A ‘farsa democrática’ e o desafio de inventar a democracia futura – 1 – Samir Amin

 

Damos hoje início à publicação deste extenso artigo de Samir Amin sobre um tema que a todos interessa – a busca de um novo paradigma, a invenção da democracia para o futuro. Este trabalho foi transcrito de “America Latina en movimiento”, site da Agencia Latinoamericana de Información, com revisão do texto para a norma portuguesa.

 

O voto universal é conquista recente, das lutas dos trabalhadores no século 19 em alguns países europeus (Inglaterra, França, Países Baixos e Bélgica), que aos poucos se tornou estensiva a todo o mundo. Hoje, é desnecessário dizer, a reivindicação do poder supremo, delegado a uma Assembleia eleita, correctamente, em base pluripartidária – seja assembleia legislativa ou constituinte, segundo as circunstâncias – define a aspiração democrática e (supostamente, digo eu) garante a realização da democracia.

O próprio Marx investiu grandes esperanças nesse voto universal, “via pacífica possível rumo ao socialismo”. Já escrevi que, quanto a esse ponto, a história tem desmentido as esperanças de Marx (cf. Marx et la démocratie).

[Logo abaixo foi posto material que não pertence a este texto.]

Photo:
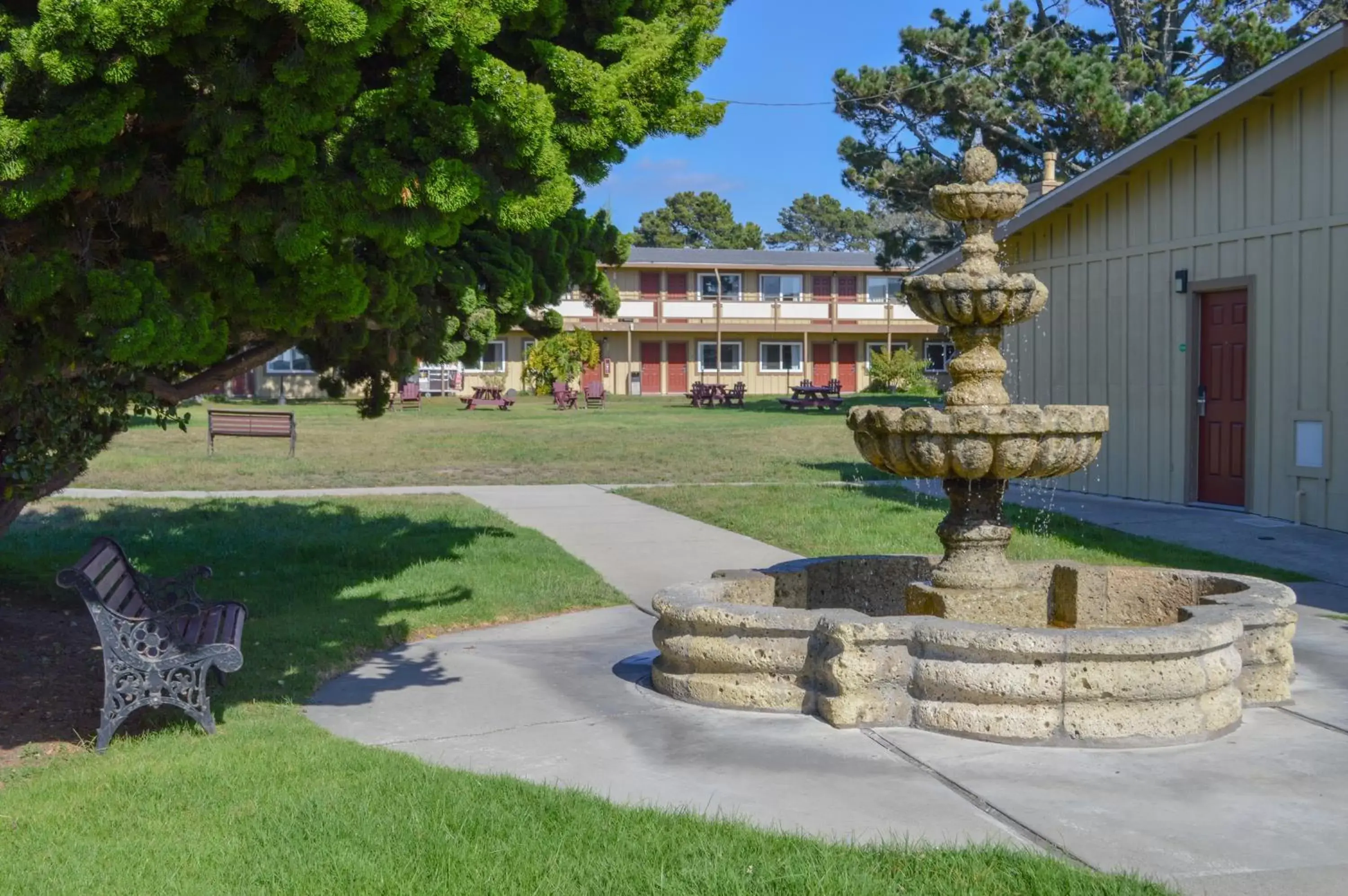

Creio que não é difícil identificar a razão do fracasso da democracia eleitoral: todas as sociedades, até hoje, são baseadas num duplo sistema de exploração do trabalho (sob diferentes formas) e de concentração do poder do Estado em benefício da classe dirigente. Essa realidade fundamental produziu uma relativa “despolitização/desculturação” de vastos segmentos da sociedade. E essa produção, concebida e posta em prática, em grande parte, para cumprir a função de sistema que se esperava que cumprisse, é, simultaneamente, a condição para que o sistema seja reproduzido, sem outras mudanças “se não as que se podem controlar e absorver, e são condição de estabilidade do próprio sistema.” O que se define como “o país profundo” significa, de facto, o país mais profundamente adormecido. Eleições e voto universal, nessas condições, é vitória garantida de todos os conservadorismos (ainda que reformistas).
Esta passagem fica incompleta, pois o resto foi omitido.